Pralle Stachelbeeren warten zurzeit darauf, geerntet und genossen zu werden. Zum Beispiel in einem leckeren Stachelbeer-Crumble.

Gut, man könnte Streusel-Stachelbeer-Nachtisch sagen. Aber Stachelbeer-Crumble klingt auch nicht schlecht. Diese Nachspeise aus der englischen und amerikanischen Küche ist wirklich klasse. Einfach zuzubereiten und der würdige Abschluss jeden guten Essens. Der Crumble ist noch relativ jung. Er wurde während des Zweiten Weltkriegs in England erfunden. Da die Früchte gleich in eine Auflaufform gelegt werden, ohne Teigunterlage, ist das Dessert gleichsam eine Kuchen-Sparversion. Schmackhaft ist sie allemal.

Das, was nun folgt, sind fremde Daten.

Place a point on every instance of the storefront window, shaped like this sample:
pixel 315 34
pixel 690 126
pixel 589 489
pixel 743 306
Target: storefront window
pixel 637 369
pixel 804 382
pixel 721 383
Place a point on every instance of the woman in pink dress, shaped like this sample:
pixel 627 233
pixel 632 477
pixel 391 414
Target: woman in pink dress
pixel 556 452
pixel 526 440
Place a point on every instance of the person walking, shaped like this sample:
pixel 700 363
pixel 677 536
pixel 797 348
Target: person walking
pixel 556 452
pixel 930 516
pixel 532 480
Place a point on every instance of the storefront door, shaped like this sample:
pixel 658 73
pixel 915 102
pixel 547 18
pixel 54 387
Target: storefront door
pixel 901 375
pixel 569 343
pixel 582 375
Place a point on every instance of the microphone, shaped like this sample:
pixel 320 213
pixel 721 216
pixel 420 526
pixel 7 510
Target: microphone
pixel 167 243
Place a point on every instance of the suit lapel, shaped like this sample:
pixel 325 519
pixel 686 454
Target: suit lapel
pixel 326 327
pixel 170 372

Crumble-Variationen in Hülle und Fülle

Im Moment eignen sich Stachelbeeren besonders gut zur Herstellung dieses warm zu genießenden Nachtischs. Die sind gerade frisch und bestechen durch ihren herb-sauren Geschmack. Wir haben die Früchte nicht vorgegart. Nach dem Abpulen der Blütenstände werden sie einfach nur eingezuckert – je nach Sorte. Dann kommen Streusel drauf – Mehl, Butter Zucker und bei ca. 200 Grad ab in den Ofen. Dazu passt Vanillesauce oder Eis. Natürlich lassen sich auch (fast) alle anderen Früchte nutzen. Säuerliche Noten passen freilich am Besten zu den süßen Streuseln. Aber, wer hier kulinarisch wagt, gewinnt am Ende auf jeden Fall.